I know what you are thinking; isn't this what a maid or butler does for the rich? How is this any different, and how can any normal person afford these services? Well, I will employ the age old practice invented by Henry Ford, and apply it to these day-to-day tasks. I will construct an assembly line of sorts, and each of my employees will have three to four specialized tasks that they will complete at an alarming rate of productivity. The price for our services will be low enough to entice the masses, and the quantity of our clients will provide the margin we need to further our brand and our penetration of a market that I believe has never been tapped before.

I will be taking questions from potential investors and curious parties.
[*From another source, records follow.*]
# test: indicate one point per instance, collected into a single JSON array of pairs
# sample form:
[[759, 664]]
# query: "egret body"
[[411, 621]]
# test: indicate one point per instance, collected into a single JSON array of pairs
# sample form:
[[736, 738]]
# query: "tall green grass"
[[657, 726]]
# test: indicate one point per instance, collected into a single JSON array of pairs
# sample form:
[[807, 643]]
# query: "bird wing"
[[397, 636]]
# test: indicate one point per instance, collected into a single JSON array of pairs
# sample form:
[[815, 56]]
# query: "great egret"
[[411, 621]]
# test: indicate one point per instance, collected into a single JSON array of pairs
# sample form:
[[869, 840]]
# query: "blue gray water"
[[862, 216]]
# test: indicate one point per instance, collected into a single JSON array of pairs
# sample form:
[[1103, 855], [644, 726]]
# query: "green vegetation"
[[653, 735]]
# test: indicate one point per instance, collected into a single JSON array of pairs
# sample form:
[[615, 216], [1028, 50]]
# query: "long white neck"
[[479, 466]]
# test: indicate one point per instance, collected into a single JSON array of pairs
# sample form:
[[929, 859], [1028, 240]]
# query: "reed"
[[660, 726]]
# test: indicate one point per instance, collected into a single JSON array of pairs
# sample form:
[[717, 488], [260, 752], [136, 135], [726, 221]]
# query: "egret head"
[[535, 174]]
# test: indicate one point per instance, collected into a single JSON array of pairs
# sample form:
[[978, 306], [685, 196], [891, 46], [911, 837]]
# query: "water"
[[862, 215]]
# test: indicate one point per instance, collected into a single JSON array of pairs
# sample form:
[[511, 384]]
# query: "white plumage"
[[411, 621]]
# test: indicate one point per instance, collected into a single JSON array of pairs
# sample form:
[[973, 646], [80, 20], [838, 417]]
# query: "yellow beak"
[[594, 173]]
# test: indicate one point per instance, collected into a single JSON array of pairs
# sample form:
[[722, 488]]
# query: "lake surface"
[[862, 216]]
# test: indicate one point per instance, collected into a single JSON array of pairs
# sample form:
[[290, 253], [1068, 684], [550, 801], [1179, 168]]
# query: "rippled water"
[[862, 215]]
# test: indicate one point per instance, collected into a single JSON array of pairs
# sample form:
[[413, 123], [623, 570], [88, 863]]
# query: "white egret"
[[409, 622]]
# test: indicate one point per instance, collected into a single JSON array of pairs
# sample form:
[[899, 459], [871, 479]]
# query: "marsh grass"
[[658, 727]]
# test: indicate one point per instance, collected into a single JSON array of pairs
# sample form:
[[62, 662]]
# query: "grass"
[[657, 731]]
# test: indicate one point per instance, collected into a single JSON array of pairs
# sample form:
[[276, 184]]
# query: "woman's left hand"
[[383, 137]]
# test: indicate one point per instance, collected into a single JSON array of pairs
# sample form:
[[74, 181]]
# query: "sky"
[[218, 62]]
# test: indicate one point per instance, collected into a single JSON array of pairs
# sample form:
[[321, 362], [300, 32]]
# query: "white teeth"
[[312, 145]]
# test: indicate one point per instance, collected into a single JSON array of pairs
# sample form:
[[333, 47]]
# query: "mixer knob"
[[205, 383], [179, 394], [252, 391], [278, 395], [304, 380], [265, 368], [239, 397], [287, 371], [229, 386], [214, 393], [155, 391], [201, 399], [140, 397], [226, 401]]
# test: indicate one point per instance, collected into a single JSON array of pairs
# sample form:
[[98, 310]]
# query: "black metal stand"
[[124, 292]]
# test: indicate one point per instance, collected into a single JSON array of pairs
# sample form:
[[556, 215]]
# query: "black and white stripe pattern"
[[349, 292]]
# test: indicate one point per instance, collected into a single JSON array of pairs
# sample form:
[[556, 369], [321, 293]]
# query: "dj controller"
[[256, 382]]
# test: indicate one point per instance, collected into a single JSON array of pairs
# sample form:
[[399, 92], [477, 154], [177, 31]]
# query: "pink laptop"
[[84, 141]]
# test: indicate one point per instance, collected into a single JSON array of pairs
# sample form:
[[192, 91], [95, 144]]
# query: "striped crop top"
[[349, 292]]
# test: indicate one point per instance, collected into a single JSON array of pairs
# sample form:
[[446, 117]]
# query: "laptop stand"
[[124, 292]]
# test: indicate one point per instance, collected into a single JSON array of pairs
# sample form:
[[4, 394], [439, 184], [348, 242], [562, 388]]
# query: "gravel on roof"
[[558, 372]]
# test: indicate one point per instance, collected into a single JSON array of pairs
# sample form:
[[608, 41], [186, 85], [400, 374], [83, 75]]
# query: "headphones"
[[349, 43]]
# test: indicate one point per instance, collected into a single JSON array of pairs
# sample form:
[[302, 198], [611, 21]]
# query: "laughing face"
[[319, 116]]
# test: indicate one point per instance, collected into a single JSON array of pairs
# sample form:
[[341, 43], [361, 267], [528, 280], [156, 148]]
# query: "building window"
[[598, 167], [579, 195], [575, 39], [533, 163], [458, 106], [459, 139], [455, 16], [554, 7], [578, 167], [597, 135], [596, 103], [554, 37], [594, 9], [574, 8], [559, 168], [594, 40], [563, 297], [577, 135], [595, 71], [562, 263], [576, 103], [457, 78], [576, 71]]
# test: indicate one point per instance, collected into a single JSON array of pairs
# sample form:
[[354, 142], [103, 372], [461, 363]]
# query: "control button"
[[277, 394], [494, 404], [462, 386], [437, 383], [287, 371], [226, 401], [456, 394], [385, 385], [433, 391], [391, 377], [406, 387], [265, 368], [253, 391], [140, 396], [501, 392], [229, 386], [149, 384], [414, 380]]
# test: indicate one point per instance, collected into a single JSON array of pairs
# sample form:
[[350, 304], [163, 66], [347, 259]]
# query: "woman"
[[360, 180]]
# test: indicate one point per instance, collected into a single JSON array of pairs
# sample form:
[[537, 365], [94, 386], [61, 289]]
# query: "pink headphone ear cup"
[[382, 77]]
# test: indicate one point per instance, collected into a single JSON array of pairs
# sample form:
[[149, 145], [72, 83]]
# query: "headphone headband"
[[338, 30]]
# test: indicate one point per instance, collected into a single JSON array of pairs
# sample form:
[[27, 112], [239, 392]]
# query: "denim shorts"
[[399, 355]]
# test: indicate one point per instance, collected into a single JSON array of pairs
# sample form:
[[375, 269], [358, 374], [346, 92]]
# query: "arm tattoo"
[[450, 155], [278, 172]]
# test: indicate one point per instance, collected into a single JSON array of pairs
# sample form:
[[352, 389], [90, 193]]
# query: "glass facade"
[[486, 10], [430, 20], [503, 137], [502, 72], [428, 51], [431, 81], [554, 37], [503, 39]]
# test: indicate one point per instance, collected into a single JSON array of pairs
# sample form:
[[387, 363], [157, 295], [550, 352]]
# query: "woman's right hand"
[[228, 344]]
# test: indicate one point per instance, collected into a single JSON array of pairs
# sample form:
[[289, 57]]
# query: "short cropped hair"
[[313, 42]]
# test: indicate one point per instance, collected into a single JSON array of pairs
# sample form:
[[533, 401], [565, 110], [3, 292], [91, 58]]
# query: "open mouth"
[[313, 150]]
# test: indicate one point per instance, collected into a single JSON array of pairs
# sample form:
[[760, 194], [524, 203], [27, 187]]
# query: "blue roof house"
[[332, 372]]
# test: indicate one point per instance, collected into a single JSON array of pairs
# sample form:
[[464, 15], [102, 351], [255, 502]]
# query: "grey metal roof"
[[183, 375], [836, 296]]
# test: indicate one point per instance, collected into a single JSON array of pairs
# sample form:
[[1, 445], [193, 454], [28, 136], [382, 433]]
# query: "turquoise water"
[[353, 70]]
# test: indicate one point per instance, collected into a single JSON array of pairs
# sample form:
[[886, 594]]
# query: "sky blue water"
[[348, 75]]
Also, I am taking applications from those who are looking for work. This could be the next Google or GM, so invest now while the cost of co-ownership is affordable. You don't want to be like that guy who didn't listen to his friend who told him about this little start-up software company called Microsoft in 1986. That would be a disastrous set of events, and you would never forgive yourself. So invest in ALPA today, you'll be happy you did. That is, unless this is an epic failure and just a terrible idea that was conjured up while drinking beer in a hotel lobby bar.

No, it will be a resounding success. I promise!